Through the following posts, we will be looking at different series.  Our goal will be to determine if the series converges or diverges.  Furthermore, if the series converges and we can find the actual value, we will.  These posts are meant to help as you study series in Calculus 2.  As you work through these problems with us, we hope you will make use of the Series Convergence Test Decision Tree that we have made available.  You can find more series and other calculus study help posts at Calculus study help. Furthermore, there are videos meant to accompany many of these posts on YouTube.

Telescoping Series

In this example, we will determine whether or not the series
\begin{align*}
\sum _{k =1}^{\infty}\frac{3}{3k-2}-\frac{3}{3k+1},
\end{align*}
converges or diverges. Furthermore, if the series does converge, we will find the sum.

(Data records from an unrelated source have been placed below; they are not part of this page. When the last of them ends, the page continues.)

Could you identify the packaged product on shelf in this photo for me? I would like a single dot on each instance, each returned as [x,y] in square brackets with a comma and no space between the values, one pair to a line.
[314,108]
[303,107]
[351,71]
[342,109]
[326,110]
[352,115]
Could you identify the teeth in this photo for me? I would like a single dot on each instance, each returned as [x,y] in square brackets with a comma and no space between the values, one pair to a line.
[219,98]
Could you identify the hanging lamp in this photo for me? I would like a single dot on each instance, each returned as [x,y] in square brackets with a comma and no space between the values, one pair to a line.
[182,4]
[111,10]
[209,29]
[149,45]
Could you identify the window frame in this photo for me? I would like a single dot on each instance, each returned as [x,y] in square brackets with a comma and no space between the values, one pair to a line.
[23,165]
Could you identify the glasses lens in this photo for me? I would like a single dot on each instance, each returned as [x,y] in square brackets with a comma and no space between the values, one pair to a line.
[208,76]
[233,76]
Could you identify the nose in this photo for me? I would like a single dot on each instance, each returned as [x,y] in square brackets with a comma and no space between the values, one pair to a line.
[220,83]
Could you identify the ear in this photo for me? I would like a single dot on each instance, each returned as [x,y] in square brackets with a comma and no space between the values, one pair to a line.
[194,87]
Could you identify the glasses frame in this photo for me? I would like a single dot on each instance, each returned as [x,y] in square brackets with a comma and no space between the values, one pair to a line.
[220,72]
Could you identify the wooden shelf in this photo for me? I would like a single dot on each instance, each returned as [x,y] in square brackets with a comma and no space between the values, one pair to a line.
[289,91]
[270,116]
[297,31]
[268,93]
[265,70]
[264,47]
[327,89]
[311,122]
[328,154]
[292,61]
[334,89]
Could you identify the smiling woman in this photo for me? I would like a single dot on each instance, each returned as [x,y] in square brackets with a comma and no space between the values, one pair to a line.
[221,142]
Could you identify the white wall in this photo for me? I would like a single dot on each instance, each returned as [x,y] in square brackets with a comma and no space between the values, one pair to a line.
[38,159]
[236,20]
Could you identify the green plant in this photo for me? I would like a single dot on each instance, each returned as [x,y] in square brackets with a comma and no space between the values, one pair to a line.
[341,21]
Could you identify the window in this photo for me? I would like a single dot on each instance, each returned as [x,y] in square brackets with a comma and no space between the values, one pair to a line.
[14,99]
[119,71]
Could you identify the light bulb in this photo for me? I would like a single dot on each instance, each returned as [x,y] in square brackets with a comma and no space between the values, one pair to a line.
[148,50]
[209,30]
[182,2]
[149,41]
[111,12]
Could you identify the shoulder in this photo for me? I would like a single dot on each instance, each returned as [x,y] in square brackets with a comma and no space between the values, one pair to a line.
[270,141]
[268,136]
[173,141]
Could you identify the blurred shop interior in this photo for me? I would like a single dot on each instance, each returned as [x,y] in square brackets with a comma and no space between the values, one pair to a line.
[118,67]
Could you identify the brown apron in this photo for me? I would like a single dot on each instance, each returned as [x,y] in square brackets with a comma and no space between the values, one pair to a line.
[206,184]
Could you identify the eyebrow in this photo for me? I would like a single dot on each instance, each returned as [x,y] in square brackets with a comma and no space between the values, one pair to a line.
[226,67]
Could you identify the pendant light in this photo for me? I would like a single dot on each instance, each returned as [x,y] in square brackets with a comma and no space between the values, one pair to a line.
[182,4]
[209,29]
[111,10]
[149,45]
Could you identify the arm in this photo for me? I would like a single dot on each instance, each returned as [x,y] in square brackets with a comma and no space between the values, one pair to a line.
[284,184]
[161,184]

In order to determine whether or not this converges, we will start with the first question in our decision tree,

  • Is \(\lim\limits_{k \to \infty}a_{k}=0\)?
    In this case, we see that
    \begin{align*}
    \lim_{k \to \infty}\frac{3}{3k-2}-\frac{3}{3k+1}=0-0=0,
    \end{align*}
    since the \(3k\) dominates the \(2\) (see Limits of Sequences for more on limits and dominating sequences).
  • Before continuing, I should note that we can indeed simplify the terms of the series. In particular, if we find a common denominator, we can turn these two fractions into one. If we do this, the answers to the following questions may be different, which means we do have another way to determine convergence here. However, we will instead leave the series as is and work through the decision tree.
  • Is this an alternating series?
    Note that there is no term of the form \((-1)^{k}\) in the terms of the series, so it is not an alternating series.
  • Does this look like a geometric series?
    No, this does not look like a geometric series.
  • Does the terms look like a rational function?
    Referring to our earlier note, we could rewrite this to look like a rational function. However, as is, this is not a rational function.
  • Write a few terms. Do any of the terms cancel?
    We now are left with the task of writing out some terms and trying to determine what happens. In this case, we get that
    \begin{align*}
    \sum_{k=1}^{n}\frac{3}{3k-2}-\frac{3}{3k+1}&=\frac{3}{1}-\frac{3}{4}+\frac{3}{4}-\frac{3}{7}+\frac{3}{7}\\
    &-\ldots -\frac{3}{3n-2}+\frac{3}{3n-2}-\frac{3}{3n+1} \\
    &=3-\frac{3}{3n+1}.
    \end{align*}
    Therefore, many of the terms will cancel out.
  • Cancel and take the limit of the partial sums.
    We now find that
    \begin{align*}
    \sum_{k=1}^{\infty}\frac{3}{3k-2}-\frac{3}{3k+1}&=\lim_{n \to \infty}\sum_{k=1}^{n}\frac{3}{3k-2}-\frac{3}{3k+1} \\
    &=\lim_{n \to \infty}3-\frac{3}{3n+1} \\
    &=3-0=3.
    \end{align*}
    Hence, the series will converge to \(3\).

Conclusion

For this example, we saw that the terms did not look like a geometric sequence or a rational function. Therefore, our usual tests weren’t helpful. Instead, we had write out terms and cancel where appropriate so that we could take the limit of partial sums. Because this was a telescoping series, we were able to do just that.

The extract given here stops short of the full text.